Variables come in ranges with different lifespans: locals (`#1` to `#33`) reset per macro call, commons (`#100` range) survive within a session, and the permanent range (`#500` and up) survives power-off, the full map in [#100 vs #500 variable differences](/journal/g-code-variable-100-vs-500-differences/), which the second example uses.

## Example one: a parametric grooving loop

A shaft needs identical grooves every few millimeters. Plain G-code repeats the same four blocks per groove; the macro version reads three variables and loops:

```
#100 = 5.                  (pitch between grooves)
#101 = 10.                 (first groove, mm from face)
#102 = 30.                 (last groove position)
WHILE [#101 LE #102] DO1
  G00 Z[0 - #101]          (position at the groove)
  G01 X16. F0.08           (plunge the groove)
  G00 X22.                 (retract clear)
  #101 = #101 + #100       (step to the next groove)
END1
G00 Z5.
```

Five grooves or fifty, the program is the same length, and re-spacing the pattern means editing one number. The `Z[0 - #101]` expression is the habit worth copying: compute inside brackets so the variable can stay a readable positive distance.

## Example two: a permanent parts counter

Permanent variables remember values across power cycles, which makes a one-line production counter:

```
#500 = #500 + 1            (count this part)
IF [#500 LT 200.] GOTO 99  (keep running until 200)
M00                        (operator: insert change due)
N99 M30
```

The machine now taps the operator's shoulder at part 200 for an insert change, with the count surviving weekend shutdowns. The same pattern drives warm-up gating, offset nudges per N parts, and the probing routines that make up the hand-written macro layer described in [why machinists still write G-code manually](/journal/why-do-machinists-still-write-g-code-manually/).

## What are the gotchas?

Three, all manageable. **The option gate:** on many Fanuc-style controls Macro B is a paid option, and a control without it throws the improper-code alarm on macro statements, the situation covered in [Fanuc alarm 010](/journal/fanuc-alarm-010-improper-g-code/); check the option list first. **Dialect drift:** the concepts are universal but spellings differ, and [LinuxCNC's O-codes](https://linuxcnc.org/docs/html/gcode/o-code.html) (`o100 while` ... `o100 endwhile`) deliver the same loops with different syntax, so port the logic, never the literal text. **Hidden numbers:** a macro's positions live in variables, so a wrong input cuts a wrong part with perfect confidence; prove out with conservative values and single block, watching the variable display, more carefully than any plain program.

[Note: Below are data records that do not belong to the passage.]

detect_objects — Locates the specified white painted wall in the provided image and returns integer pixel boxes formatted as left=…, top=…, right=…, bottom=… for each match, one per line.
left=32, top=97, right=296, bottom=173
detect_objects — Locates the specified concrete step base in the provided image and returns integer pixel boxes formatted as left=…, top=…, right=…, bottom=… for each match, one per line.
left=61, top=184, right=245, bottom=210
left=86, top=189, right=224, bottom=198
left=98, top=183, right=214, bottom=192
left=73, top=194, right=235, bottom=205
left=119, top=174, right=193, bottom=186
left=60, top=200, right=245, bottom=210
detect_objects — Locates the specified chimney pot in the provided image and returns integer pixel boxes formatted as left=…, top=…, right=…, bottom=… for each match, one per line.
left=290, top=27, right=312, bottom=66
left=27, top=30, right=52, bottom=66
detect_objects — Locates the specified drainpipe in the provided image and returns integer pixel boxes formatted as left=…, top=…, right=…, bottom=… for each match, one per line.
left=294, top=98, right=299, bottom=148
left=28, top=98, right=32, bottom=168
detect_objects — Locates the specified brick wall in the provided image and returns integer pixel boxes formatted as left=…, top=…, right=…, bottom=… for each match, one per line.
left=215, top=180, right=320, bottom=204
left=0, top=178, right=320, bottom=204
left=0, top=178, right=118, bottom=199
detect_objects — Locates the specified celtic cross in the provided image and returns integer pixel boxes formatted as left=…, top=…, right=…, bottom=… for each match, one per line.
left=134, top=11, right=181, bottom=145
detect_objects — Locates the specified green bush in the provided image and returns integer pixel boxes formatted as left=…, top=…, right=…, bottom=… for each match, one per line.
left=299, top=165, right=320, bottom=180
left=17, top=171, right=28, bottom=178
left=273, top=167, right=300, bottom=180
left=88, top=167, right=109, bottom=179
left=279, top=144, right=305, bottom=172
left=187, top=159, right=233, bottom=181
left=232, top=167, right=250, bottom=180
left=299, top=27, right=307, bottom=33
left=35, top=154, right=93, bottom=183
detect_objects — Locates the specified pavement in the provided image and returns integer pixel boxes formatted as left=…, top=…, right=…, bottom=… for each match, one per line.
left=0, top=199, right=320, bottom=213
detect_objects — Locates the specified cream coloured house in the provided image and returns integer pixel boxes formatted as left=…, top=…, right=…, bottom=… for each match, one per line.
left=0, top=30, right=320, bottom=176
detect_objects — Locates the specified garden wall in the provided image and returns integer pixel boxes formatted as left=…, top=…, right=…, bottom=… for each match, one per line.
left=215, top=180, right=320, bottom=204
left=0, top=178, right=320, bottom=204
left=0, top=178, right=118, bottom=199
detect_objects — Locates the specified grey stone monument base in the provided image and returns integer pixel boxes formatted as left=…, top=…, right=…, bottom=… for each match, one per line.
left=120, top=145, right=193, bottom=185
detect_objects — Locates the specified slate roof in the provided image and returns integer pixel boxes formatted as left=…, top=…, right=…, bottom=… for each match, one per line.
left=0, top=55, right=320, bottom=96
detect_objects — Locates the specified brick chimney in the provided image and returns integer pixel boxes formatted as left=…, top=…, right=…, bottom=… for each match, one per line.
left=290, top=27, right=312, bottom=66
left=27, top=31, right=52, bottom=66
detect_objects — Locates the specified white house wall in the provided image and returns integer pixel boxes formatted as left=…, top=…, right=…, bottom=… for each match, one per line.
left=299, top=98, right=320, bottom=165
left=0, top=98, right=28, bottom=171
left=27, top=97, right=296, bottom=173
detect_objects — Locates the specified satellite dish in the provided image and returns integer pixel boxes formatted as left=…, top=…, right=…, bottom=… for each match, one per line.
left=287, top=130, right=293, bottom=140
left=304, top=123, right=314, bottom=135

## Where do macros fit in your progression?

They are the top rung of the manual-programming ladder: after fluent reading, setup work, and supervised edits, the path mapped in [from CNC operator to programmer](/journal/how-to-go-from-cnc-operator-to-programmer/). Senior machinists who own probing macros and parametric families earn that standing one working example at a time, and the two above are honest first steps. The plain-code layer underneath them, the [standard motion vocabulary](https://linuxcnc.org/docs/html/gcode/g-code.html), has to be reflex first, which is what a recall routine on the [G-code practice hub](/g-code-practice/) builds.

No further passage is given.